Preparing the "Must"
Clean all equipment thoroughly. Use hot water with 2 tablespoons sodium metabisulfite per gallon.

The raw juice (called "must") goes into the primary fermenter. If you are using fresh fruit, the pulp also goes in (it should be tied into a cheesecloth bag). You should leave enough room in the vat for the "must" to ferment without overflowing.

Crush 2-3 Campden tablets into a fine powder and add to the must.

Check the sugar content with the hydrometer. Just float it in the must and see what level it floats at on the printed scale. The scale that shows potential acohol level should measure about 12%.

If you don't have a 12% reading, add sugar gradually, stirring to dissolve completely. It is a good idea to dissolve the sugar ahead of time in warm water so that it blends better with the must and does not accumulate in the bottom of the vat.
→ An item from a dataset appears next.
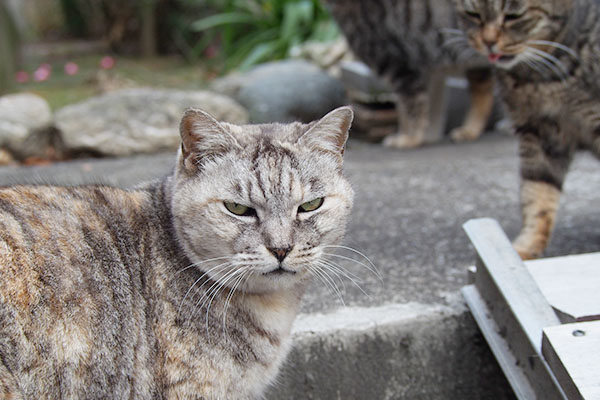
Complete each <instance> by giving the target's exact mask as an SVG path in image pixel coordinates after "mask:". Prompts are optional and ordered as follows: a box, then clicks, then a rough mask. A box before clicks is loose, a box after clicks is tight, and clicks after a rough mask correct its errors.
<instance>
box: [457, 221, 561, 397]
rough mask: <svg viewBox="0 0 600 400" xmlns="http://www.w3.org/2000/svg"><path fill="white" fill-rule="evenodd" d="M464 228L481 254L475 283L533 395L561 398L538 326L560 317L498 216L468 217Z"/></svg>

Don't overdo the sugar. If you go much above the 12% level the sugar will kill the yeast and you will never get the fermentation started.

Check the acid level using the test kit. Follow the instructions on the box. If the acid level is below what the instructions say it should be for the type of wine you are making, add some acid blend and test again. If the acid level is too high you can reduce it with calcium carbonate.

If you are using imported juice that has been refrigerated, cover the fermenter and let it sit overnight in a warm place to get ready for fermentation. Otherwise, move on the to the next step.